Analysts from both right and left agree that European leaders wanted to send strong symbolic messages through the appointment of Donald Tusk and Federica Mogherini to top EU jobs. A conservative columnist believes Polish PM Tusk’s appointment is good news for Hungary. His left-wing counterpart cautions the Left against harsh anti-Russian rhetoric.

The EU deal to appoint Donald Tusk and Federica Mogherini to top EU positions is the result of horse trade, Gyula Hegyi comments in Népszava. By electing the centre-right, pro-market Polish Premier as Chairman of the EU Council and selecting the former Communist Federica Mogherini as EU foreign policy chief, the EU wanted to find a balance between the left and right and at the same time promote gender equality. While PM Tusk is known for his tough and uncompromising stance towards Russia in the current Ukraine crisis, Minister Federica Mogherini is more compromising towards Moscow, Hegyi remarks. In an aside, Hegyi notes that the Hungarian Left should be more cautious in foreign affairs, and should abstain from promoting a new Cold War through sending harsh anti-Russian messages which, according to Hegyi, do not reflect the views of average Hungarians.

In Magyar Nemzet, István Pataky maintains that without the Ukraine crisis, PM Tusk would have had no chance to be appointed as EU Council President. Mr Tusk has become an important actor on the European scene due to his “image of a pit-bull who fights Russia”, the conservative columnist believes and adds that Federica Mogherini was picked in order to counterbalance PM Tusk’s anti-Russian stance. As for the consequences for Hungary, Pataky contends that the election of PM Tusk shows the growing importance of Central Europe and serves the interests of Hungary as well, despite the disagreement between the Polish and Hungarian governments on Russia.
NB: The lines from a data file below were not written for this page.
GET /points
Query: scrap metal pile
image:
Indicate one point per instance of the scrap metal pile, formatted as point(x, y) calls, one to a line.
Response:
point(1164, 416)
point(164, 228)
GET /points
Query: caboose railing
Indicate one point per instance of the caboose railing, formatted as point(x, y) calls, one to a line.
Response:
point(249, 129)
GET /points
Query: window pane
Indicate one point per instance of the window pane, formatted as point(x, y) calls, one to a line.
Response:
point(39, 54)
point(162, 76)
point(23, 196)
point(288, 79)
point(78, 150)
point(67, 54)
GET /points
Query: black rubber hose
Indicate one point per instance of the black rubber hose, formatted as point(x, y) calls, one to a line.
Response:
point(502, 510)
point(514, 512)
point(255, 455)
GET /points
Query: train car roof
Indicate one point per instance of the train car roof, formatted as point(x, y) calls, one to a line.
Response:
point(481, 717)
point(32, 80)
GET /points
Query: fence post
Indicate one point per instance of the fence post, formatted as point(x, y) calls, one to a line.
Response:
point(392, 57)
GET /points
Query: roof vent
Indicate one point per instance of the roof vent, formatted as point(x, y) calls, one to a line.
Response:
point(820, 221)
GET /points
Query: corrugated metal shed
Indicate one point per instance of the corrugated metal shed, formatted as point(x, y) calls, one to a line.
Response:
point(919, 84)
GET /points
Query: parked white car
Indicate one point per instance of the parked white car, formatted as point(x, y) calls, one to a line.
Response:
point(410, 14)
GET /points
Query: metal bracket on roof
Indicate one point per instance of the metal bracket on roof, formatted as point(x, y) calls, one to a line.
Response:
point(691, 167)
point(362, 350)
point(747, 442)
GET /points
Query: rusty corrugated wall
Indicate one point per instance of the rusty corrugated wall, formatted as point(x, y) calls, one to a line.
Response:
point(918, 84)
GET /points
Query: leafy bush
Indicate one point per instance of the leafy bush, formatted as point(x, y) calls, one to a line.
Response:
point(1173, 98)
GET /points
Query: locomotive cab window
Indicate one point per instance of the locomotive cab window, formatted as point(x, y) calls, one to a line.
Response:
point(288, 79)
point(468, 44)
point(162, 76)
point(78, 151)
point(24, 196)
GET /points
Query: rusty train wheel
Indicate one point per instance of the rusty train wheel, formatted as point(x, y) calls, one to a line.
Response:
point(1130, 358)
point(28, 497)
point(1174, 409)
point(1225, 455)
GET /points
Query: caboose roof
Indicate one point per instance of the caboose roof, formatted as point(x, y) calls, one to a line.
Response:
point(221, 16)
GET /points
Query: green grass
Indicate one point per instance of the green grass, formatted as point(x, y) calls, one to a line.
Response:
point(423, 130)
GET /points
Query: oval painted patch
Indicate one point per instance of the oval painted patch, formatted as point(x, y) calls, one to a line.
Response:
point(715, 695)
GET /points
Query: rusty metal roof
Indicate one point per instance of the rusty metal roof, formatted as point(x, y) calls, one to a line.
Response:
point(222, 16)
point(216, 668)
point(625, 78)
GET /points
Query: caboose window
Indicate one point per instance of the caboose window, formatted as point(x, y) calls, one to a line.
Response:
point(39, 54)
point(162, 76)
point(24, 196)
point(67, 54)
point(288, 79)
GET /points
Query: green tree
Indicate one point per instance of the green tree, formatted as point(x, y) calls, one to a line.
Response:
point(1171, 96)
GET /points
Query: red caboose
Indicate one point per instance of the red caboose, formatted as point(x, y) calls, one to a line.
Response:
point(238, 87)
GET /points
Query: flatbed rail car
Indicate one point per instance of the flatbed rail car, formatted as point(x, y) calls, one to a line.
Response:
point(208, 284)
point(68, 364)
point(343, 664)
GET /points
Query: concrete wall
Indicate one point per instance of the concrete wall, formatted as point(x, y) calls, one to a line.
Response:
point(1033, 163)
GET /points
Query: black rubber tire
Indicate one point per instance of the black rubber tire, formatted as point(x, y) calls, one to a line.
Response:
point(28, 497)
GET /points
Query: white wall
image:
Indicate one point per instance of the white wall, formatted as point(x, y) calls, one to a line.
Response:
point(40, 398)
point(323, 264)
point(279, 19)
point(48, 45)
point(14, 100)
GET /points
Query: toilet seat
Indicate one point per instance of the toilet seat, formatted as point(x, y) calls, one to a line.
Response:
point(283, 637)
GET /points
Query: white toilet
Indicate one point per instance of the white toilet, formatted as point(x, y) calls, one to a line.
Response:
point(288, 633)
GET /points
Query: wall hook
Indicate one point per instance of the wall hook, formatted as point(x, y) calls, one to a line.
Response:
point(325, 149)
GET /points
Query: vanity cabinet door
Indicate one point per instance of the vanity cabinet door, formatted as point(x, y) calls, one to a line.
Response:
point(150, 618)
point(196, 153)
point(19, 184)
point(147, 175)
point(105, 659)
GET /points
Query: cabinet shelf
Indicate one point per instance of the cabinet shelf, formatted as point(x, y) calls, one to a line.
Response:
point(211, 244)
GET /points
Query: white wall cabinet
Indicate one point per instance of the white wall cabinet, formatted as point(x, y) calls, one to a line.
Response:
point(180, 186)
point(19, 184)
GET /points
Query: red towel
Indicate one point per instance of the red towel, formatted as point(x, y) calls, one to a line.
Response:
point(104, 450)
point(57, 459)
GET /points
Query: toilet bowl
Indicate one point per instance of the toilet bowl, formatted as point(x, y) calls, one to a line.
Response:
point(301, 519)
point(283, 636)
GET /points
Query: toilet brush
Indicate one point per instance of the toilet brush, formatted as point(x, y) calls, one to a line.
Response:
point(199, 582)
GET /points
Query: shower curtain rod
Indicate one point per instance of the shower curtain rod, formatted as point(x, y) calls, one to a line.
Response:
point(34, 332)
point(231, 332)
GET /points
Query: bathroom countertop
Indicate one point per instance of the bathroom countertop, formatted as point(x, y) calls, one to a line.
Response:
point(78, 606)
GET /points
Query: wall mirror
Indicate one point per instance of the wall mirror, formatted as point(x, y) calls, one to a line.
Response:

Mos Maiorum’s Ferenc Hörcher suggests that the appointment of Tusk and Mogherini reflects the EU’s wishy-washy approach to decision making. The conservative philosopher believes that Mogherini lacks the necessary expertise in EU foreign affairs, while Polish PM Tusk has become unpopular even in his own country. Hörcher finds it sad that despite the success of Euro-sceptic far right parties in France and Britain at the EU Parliamentary elections in May, European leaders continue to elect politicians without real charisma to the top EU jobs.